可视化数据来看应该没什么问题,通过看官方的github的md文档，发现我的学习率比官方小了一个数量级，因此开始实验2

实验2

    cfg = FinetuneConfig(
        vla_path="openvla/openvla-7b",
        data_root_dir=Path("/home/vcar/LIBERO/modified_libero_rlds"),
        dataset_name="libero_spatial_no_noops",
        run_root_dir=Path("./runs"),
        adapter_tmp_dir=Path("./adapter-tmp"),
        batch_size=2,
        max_steps=30000,
        save_steps=3000,
        learning_rate=5e-4,
        grad_accumulation_steps=16,
        image_aug=True,
        shuffle_buffer_size=100_00,
        save_latest_checkpoint_only=True,
        use_lora=True,
        lora_rank=32,
        lora_dropout=0.0,
        use_quantization=False,
        wandb_project="openvla-libero",
        wandb_entity="YOUR_ENTITY",
        use_wandb=False,
        run_id_note=None,
    )

这样配置的原因，观察上面实验一发现在6000步左右，loss就不在下降，怀疑是学习率太小，同时增大grad_accumulation_steps，近似增大batch size到32，增加梯度下降的稳定性，增加了grad_accumulation_steps后发现，模型训练时间大幅提高，在3090上跑了快三天o(╥﹏╥)o，不过结果是好的

结果
结论
发现训练指标在20k左右就基本不在变化了，因此感觉后期训练可以在相同配置下，将step步数减小，以加快训练速度
后续统计
通过统计发现总体成功率在81%左右，但是任务pick_up_the_black_bowl_on_the_ramekin_and_place_it任务成功率只有20%不知道为什么

这里插入一失败个视频

2026_06_08-09_07_32

通过视频无法清楚看到夹爪到底是横向不到位还是纵向不到位，因此在官方的代码中新增了计算夹爪和目标之间距离的打印

"""
run_libero_eval.py

Runs a model in a LIBERO simulation environment.

Usage:
    # OpenVLA:
    # IMPORTANT: Set `center_crop=True` if model is fine-tuned with augmentations
    python experiments/robot/libero/run_libero_eval.py \
        --model_family openvla \
        --pretrained_checkpoint <CHECKPOINT_PATH> \
        --task_suite_name [ libero_spatial | libero_object | libero_goal | libero_10 | libero_90 ] \
        --center_crop [ True | False ] \
        --run_id_note <OPTIONAL TAG TO INSERT INTO RUN ID FOR LOGGING> \
        --use_wandb [ True | False ] \
        --wandb_project <PROJECT> \
        --wandb_entity <ENTITY>
"""

import os
import sys
from dataclasses import dataclass
from pathlib import Path
from typing import Optional, Union

import draccus
import numpy as np
import tqdm
from libero.libero import benchmark

import wandb

# Append current directory so that interpreter can find experiments.robot
sys.path.append("../..")
from experiments.robot.libero.libero_utils import (
    get_libero_dummy_action,
    get_libero_env,
    get_libero_image,
    quat2axisangle,
    save_rollout_video,
)
from experiments.robot.openvla_utils import get_processor
from experiments.robot.robot_utils import (
    DATE_TIME,
    get_action,
    get_image_resize_size,
    get_model,
    invert_gripper_action,
    normalize_gripper_action,
    set_seed_everywhere,
)


@dataclass
class GenerateConfig:
    # fmt: off

    #################################################################################################################
    # Model-specific parameters
    #################################################################################################################
    model_family: str = "openvla"                    # Model family
    pretrained_checkpoint: Union[str, Path] = ""     # Pretrained checkpoint path
    load_in_8bit: bool = False                       # (For OpenVLA only) Load with 8-bit quantization
    load_in_4bit: bool = False                       # (For OpenVLA only) Load with 4-bit quantization

    center_crop: bool = True                         # Center crop? (if trained w/ random crop image aug)
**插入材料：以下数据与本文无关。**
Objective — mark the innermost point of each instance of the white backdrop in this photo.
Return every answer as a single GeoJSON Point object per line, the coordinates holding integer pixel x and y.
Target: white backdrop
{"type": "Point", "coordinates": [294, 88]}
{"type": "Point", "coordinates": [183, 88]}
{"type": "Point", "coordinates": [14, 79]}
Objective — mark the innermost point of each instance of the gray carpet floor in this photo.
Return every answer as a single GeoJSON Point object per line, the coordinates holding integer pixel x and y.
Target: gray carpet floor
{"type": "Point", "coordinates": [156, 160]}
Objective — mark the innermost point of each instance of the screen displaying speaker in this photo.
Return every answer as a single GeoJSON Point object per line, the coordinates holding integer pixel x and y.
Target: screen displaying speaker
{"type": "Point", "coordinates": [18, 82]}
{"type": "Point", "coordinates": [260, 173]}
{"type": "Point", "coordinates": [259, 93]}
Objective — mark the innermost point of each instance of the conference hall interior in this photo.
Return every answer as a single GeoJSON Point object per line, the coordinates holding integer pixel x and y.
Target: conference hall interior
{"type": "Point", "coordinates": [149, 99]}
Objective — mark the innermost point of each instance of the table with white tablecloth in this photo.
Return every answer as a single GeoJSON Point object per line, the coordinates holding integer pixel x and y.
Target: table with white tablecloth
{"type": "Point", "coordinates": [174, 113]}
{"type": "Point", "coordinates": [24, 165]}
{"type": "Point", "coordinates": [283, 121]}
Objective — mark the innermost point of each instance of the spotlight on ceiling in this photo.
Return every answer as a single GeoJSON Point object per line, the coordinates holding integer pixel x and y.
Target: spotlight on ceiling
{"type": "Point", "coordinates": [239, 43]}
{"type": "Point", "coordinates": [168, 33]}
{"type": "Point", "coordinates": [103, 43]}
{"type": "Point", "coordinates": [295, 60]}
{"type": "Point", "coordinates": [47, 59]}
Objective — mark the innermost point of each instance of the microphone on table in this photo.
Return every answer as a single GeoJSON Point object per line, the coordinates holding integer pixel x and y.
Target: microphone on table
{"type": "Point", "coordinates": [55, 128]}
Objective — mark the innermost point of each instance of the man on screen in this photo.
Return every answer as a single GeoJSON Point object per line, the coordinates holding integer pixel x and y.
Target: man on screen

    #################################################################################################################
    # LIBERO environment-specific parameters
    #################################################################################################################
    task_suite_name: str = "libero_spatial"          # Task suite. Options: libero_spatial, libero_object, libero_goal, libero_10, libero_90
    num_steps_wait: int = 10                         # Number of steps to wait for objects to stabilize in sim
    num_trials_per_task: int = 50                    # Number of rollouts per task

    #################################################################################################################
    # Utils
    #################################################################################################################
    run_id_note: Optional[str] = None                # Extra note to add in run ID for logging
    local_log_dir: str = "./experiments/logs"        # Local directory for eval logs

    use_wandb: bool = False                          # Whether to also log results in Weights & Biases
    wandb_project: str = "YOUR_WANDB_PROJECT"        # Name of W&B project to log to (use default!)
    wandb_entity: str = "YOUR_WANDB_ENTITY"          # Name of entity to log under

    seed: int = 7                                    # Random Seed (for reproducibility)

    # fmt: on


@draccus.wrap()
def eval_libero(cfg: GenerateConfig) -> None:
    assert cfg.pretrained_checkpoint is not None, "cfg.pretrained_checkpoint must not be None!"
    if "image_aug" in cfg.pretrained_checkpoint:
        assert cfg.center_crop, "Expecting `center_crop==True` because model was trained with image augmentations!"
    assert not (cfg.load_in_8bit and cfg.load_in_4bit), "Cannot use both 8-bit and 4-bit quantization!"

    # Set random seed
    set_seed_everywhere(cfg.seed)

    # [OpenVLA] Set action un-normalization key
    cfg.unnorm_key = cfg.task_suite_name

    # Load model
    model = get_model(cfg)

    # [OpenVLA] Check that the model contains the action un-normalization key
    if cfg.model_family == "openvla":
        # In some cases, the key must be manually modified (e.g. after training on a modified version of the dataset
        # with the suffix "_no_noops" in the dataset name)
        if cfg.unnorm_key not in model.norm_stats and f"{cfg.unnorm_key}_no_noops" in model.norm_stats:
            cfg.unnorm_key = f"{cfg.unnorm_key}_no_noops"
        assert cfg.unnorm_key in model.norm_stats, f"Action un-norm key {cfg.unnorm_key} not found in VLA `norm_stats`!"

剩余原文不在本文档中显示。